5. As nossas reflexões tornam-se urgentes, lá onde um povo, para além dos próprios confins, pensa «no bem de todos e de cada um, porque todos somos responsáveis por todos» (Sollicitudo rei socialis, 38).

É para desejar que a solidariedade política hoje queira exprimir-se segundo um  horizonte  «que,  superando  uma simples nação ou um simples bloco de nações, assuma uma dimensão mais propriamente continental e mundial» (Christifideles laici, 42). A Igreja jamais pode deixar-se utilizar instrumentalmente para  fins  de  uma  demagogia  e  de sentimentalismos antieuropeus. Portanto, não há outra alternativa para uma Europa unida.
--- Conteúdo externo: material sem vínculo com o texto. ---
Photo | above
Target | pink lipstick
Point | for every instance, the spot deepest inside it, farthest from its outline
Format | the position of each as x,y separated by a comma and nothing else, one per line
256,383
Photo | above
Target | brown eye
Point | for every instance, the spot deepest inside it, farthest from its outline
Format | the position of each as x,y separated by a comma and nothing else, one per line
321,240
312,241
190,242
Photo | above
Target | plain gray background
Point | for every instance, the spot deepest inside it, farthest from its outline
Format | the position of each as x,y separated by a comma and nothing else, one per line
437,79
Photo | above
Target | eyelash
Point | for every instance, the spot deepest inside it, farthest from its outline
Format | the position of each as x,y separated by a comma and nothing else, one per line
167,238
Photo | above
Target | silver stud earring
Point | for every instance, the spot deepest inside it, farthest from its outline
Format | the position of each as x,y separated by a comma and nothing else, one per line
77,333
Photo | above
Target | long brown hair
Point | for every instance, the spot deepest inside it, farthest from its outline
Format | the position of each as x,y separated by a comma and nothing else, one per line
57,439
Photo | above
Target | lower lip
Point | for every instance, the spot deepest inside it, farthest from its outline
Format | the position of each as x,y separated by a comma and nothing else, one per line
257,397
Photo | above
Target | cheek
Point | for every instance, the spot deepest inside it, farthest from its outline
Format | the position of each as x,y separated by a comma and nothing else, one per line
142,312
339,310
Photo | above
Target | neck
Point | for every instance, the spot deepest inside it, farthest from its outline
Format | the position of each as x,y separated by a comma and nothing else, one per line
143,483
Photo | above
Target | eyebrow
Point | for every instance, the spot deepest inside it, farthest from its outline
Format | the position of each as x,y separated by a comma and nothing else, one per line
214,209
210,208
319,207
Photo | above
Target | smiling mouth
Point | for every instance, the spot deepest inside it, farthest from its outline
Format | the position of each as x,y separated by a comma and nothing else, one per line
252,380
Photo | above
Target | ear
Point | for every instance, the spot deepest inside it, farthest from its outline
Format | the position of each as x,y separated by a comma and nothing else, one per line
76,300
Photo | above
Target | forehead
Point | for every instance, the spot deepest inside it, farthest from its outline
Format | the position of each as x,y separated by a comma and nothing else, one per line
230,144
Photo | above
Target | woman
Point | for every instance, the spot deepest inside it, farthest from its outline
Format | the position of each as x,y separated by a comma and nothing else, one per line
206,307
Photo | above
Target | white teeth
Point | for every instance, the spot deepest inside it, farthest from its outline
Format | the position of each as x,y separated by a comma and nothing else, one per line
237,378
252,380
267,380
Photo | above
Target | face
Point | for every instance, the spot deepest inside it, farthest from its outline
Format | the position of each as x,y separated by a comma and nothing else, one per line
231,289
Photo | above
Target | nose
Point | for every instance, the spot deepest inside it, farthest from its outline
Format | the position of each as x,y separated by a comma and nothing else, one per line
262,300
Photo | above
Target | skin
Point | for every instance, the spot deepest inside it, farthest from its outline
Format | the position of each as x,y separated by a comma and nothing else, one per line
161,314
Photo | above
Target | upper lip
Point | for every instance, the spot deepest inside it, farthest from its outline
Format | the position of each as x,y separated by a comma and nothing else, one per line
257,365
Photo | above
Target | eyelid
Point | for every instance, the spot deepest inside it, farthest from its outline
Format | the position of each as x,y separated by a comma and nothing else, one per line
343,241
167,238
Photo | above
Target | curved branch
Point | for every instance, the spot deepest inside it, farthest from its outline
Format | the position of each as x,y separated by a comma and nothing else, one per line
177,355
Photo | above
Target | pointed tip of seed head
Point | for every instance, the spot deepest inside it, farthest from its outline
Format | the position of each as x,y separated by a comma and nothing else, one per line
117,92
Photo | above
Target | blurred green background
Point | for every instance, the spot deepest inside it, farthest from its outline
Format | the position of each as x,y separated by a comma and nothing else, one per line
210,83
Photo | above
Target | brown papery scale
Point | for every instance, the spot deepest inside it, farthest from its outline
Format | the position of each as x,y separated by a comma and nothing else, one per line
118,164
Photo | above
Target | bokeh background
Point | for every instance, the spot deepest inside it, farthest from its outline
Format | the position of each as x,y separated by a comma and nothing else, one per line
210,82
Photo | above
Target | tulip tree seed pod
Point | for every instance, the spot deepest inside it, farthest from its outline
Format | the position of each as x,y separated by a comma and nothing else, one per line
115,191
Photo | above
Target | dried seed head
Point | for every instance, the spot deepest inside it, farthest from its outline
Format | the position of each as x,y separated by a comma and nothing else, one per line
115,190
A contribuição, que o político cristão poderia oferecer a este processo, é a ideia da inviolável dignidade de cada pessoa humana, sobre cuja base se pode edificar uma cultura europeia da vida, que não se preocupa só com o facto de na Europa se viver bem, sob o ponto de vista económico e financeiro, mas também que a Europa seja edificada sobre a base de valores que, no passado, a tornaram grande. O político cristão não renunciará a representar tudo o que aprendeu da sua fé e o que a sua consciência lhe sugere.

6. Senhoras e Senhores!

Com as palavras do Concílio Vaticano II agradeço-vos tudo o que fazeis em favor da vida política na Áustria: «A Igreja louva e aprecia o trabalho de quantos se dedicam ao bem da nação e tomam sobre si o peso de tal cargo, ao serviço dos homens» (Gaudium et spes, 75). De igual modo, convido-vos ao «espírito de serviço» que, juntamente com as necessárias competência e eficiência, pode tornar «transparente» e «pura» a actividade dos homens políticos, como aliás o povo justamente exige (cf. Christifideles laici, 42). A vós pessoalmente e a todos aqueles que colaboram convosco na edificação de uma cultura da vida, concedo de coração a Bênção Apostólica.